Legislation targeting banks doing business with Chinese officials behind new law to be sent to White House.
China has promised to take “all necessary countermeasures” if the United States pressed ahead with legislation penalising banks doing business with Chinese officials who implement Beijing’s draconian new national security law on Hong Kong.
The warning on Friday came after the US Senate unanimously approved the Hong Kong Autonomy Act, sending it to the White House for President Donald Trump’s signature.
“This US move has grossly interfered in China’s internal affairs and seriously violated international law, as well as the basic norms governing international relations,” the Foreign Affairs Committee of China’s National People’s Congress said.
“If the US side is bent on going down the wrong path, China will resolutely respond with all necessary countermeasures.”
Beijing has faced a groundswell of criticism over its decision to impose a law outlawing “acts of subversion, secession, terrorism and colluding with foreign forces” in Hong Kong. Pro-democracy protesters in the city as well as foreign governments say the law breaches the “one country, two systems” principle enshrined in the 1984 Sino-British treaty that guaranteed the autonomy of Hong Kong.
The law has triggered alarm among democracy activists and rights groups. Demosisto, a pro-democracy group led by Hong Kong activist Joshua Wong, disbanded hours after the legislation was passed, while prominent group member Nathan Law said on Friday that he had left the global financial hub.
The 26-year-old said he made the decision to leave after criticising the new law at a US congressional hearing he attended via livestream on Wednesday. “Of course, I knew my speech and appearance would put my own safety in serious jeopardy given the circumstances,” he wrote on Twitter.
“As a global-facing activist, the choice I have are stark: to stay silent from now on, or to keep engaging in private diplomacy so I can warn the world of the threat of Chinese authoritarian expansion. I made the decision when I agreed to testify before the US Congress.”

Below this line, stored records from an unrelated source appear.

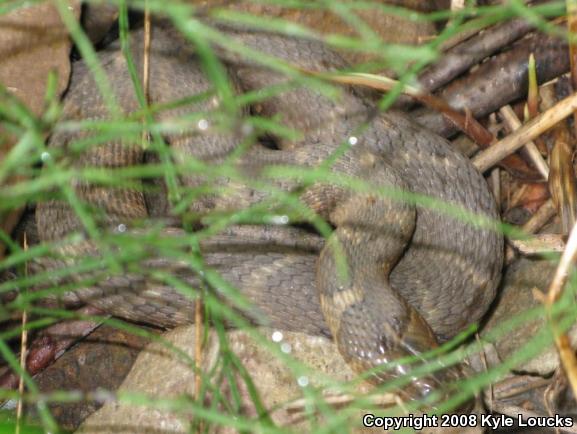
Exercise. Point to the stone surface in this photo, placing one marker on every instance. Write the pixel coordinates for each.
(159, 373)
(516, 297)
(101, 361)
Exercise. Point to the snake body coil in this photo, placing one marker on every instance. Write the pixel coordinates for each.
(393, 279)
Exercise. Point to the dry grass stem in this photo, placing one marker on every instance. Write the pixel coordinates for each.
(566, 353)
(514, 124)
(539, 244)
(562, 183)
(527, 132)
(23, 354)
(515, 411)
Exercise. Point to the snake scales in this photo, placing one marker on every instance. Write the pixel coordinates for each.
(413, 277)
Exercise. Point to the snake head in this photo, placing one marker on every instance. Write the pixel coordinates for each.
(434, 387)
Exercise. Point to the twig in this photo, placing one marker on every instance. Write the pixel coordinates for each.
(463, 56)
(52, 343)
(514, 124)
(562, 342)
(527, 132)
(514, 411)
(536, 222)
(498, 81)
(517, 385)
(146, 66)
(543, 243)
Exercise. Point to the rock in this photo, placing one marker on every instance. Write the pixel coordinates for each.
(101, 361)
(517, 296)
(162, 374)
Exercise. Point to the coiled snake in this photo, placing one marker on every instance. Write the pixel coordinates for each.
(412, 276)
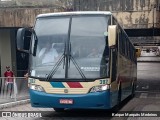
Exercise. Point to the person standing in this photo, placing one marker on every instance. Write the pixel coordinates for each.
(9, 80)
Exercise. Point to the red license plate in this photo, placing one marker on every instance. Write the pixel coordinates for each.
(66, 101)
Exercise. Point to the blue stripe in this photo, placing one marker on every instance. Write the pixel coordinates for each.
(57, 84)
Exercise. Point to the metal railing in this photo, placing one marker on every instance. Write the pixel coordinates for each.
(13, 91)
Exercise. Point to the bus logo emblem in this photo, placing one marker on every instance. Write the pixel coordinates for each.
(65, 90)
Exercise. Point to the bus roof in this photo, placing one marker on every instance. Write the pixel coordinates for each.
(75, 13)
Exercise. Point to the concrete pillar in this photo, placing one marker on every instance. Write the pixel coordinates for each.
(6, 50)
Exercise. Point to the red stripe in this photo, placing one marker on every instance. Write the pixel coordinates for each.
(74, 85)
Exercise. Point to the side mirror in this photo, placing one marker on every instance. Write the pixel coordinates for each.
(112, 34)
(23, 39)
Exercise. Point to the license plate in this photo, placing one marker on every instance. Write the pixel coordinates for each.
(66, 101)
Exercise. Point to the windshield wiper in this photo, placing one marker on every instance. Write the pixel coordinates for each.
(58, 63)
(55, 67)
(75, 63)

Al Jazeera’s Sarah Clarke, reporting from Hong Kong, said Law did not close his whereabouts for security reasons and is “just one among a number of political figures who’ve fled as a result of the national security law”.
“Joshua Wong and prominent Demosisto member Agnes Chow – we do not know where they are at the moment. We think they must be in the city as they face criminal charges and are not allowed to leave as a result.”
Wong and Chow face charges of taking part in an unlawful assembly in August last year, during mass protests against a now-withdrawn extradition bill with mainland China. It was those demonstrations – which lasted for months and at times descended into violence – that prompted Beijing’s move to impose the security law.
Officials in Beijing and Hong Kong say the law, which bypasses Hong Kong’s legislature, is necessary to restore order and stability in the city and will only target a handful of “trouble-makers”.
Meanwhile, Hong Kong’s local government confirmed that a popular protest slogan used over the last year – “Liberate Hong Kong, revolution of our times” – was now illegal. The rallying cry appears on placards at rallies, is printed on clothes and accessories and scribbled on post-it notes on walls across the city.
“The slogan ‘Liberate Hong Kong, the revolution of our times’ nowadays connotes “Hong Kong independence”, or separating the Hong Kong Special Administrative Region (HKSAR) from the People’s Republic of China, altering the legal status of the HKSAR, or subverting the state power,” the government said in a statement late on Thursday.
On Wednesday, the 23rd anniversary of the former British colony’s handover to Chinese rule, police arrested about 370 people during protests against the legislation, with 10 of those involving violations of the new law
The United Kingdom has announced plans to allow millions of Hong Kong citizens with British National Overseas status to relocate with their families and eventually apply for citizenship. Australia said it was considering similar action, while Taiwan has opened an office to help Hong Kong people wanting to flee the city.